Ross William Halfin (born 11 August 1957) is a British rock and roll photographer. Since the late 1970s he has worked for some of the biggest acts in rock and heavy metal, including Led Zeppelin, AC/DC, Black Sabbath, The Who, Kiss, Metallica, Iron Maiden, Judas Priest, Van Halen, Def Leppard and many others.

Early life 

Halfin was born in London, and originally wanted to be an artist when he grew up. He attended the Wimbledon School of Art in the 1970s where he studied painting. Around the same time he started bringing his camera along to rock concerts, which he could do with no restrictions at the time. He later claimed he became a rock photographer by accident.

Career 

Halfin began his career working for Sounds magazine in the 1970s, shooting various artists on the punk scene including The Clash, The Jam, The Sex Pistols, 999 and The Adverts. After linking up with writers Geoff Barton and Peter Makowski, Halfin moved on to working mainly in the US with bands such as AC/DC, UFO, Rush, Journey, Aerosmith and Black Sabbath.  In 1981 he started working with the new magazine Kerrang!, photographing their first cover and shooting with them for the next 20 years.

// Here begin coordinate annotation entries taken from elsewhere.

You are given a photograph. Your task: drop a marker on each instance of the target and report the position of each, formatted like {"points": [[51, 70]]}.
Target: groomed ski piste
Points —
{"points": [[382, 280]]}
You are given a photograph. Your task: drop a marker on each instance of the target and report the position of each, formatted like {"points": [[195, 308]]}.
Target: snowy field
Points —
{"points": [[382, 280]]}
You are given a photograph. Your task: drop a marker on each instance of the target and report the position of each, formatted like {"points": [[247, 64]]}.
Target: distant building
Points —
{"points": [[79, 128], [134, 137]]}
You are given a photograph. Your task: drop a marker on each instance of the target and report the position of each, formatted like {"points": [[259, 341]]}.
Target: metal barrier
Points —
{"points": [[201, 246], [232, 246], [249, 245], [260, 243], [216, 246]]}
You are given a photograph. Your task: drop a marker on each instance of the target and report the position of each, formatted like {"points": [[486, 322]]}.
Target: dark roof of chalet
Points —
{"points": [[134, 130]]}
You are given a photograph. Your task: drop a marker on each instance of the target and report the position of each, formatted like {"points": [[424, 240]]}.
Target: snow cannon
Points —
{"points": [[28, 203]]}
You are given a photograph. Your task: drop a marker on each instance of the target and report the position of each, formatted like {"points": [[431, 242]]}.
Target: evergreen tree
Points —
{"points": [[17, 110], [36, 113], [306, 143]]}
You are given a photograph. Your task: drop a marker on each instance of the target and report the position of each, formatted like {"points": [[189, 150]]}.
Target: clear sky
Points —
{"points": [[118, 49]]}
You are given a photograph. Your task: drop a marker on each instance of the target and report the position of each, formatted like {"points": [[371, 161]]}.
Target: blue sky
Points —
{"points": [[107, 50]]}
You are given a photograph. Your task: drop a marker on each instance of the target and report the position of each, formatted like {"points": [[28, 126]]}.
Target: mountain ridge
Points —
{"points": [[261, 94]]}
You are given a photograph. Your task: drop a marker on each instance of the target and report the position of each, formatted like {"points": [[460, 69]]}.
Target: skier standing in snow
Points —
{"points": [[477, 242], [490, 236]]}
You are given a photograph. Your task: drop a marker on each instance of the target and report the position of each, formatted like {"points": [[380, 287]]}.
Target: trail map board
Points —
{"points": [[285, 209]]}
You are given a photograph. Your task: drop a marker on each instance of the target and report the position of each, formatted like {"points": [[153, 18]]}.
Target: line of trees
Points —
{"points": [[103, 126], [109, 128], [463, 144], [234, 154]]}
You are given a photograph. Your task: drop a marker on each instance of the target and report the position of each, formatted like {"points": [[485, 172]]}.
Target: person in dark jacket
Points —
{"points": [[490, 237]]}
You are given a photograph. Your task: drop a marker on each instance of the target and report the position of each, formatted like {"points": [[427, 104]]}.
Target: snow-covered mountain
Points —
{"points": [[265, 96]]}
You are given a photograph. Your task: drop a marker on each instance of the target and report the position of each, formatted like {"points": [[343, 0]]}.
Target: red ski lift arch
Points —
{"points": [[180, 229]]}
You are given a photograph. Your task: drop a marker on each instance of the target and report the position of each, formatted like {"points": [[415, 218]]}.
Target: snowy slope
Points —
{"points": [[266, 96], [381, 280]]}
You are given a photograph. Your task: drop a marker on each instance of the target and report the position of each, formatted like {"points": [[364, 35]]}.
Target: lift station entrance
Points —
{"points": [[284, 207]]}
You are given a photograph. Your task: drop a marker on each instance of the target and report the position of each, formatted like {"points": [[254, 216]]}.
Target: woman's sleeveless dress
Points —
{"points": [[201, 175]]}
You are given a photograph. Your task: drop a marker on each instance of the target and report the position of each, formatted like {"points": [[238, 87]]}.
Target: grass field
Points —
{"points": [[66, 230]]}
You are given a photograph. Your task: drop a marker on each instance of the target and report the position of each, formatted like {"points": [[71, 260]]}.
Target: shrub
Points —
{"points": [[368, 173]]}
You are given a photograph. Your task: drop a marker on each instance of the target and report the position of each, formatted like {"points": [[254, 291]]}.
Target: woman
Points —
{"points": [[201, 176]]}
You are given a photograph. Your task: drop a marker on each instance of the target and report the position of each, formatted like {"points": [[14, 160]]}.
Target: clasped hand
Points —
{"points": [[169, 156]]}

In the 1990s, Halfin took to travel photography on a casual but obscure basis, but his work would later resurface in an issue of Genesis Publications in 2011.

He has toured with many bands, including Metallica, Iron Maiden, Status Quo, Def Leppard, Mötley Crüe, Van Halen, Aerosmith, The Black Crowes, Ozzy Osbourne, Kiss, Soundgarden, Queens of the Stone Age and The Mars Volta.

Exhibitions 

 The Age of Rock, 2015, Flo Peters Gallery, Hamburg, Germany
 The Ultimate Metallica, 2010, Blender Gallery, Sydney, Australia
 Made of Metal, 2005, Proud Galleries, London, England

Books 
 Metallica: The Black Album in Black & White, 2021
 Sojourner: Ross Halfin Travels, 2011, Genesis Publications
 Iron Maiden, 2008, Vision On Publishing

References

External links
 
 SuicideGirls Ross Halfin Interview By Garrett Faber
 'Sojourner Ross Halfin Travels' - publishers site

1957 births
Living people
Photographers from London
Rock music photographers
Place of birth missing (living people)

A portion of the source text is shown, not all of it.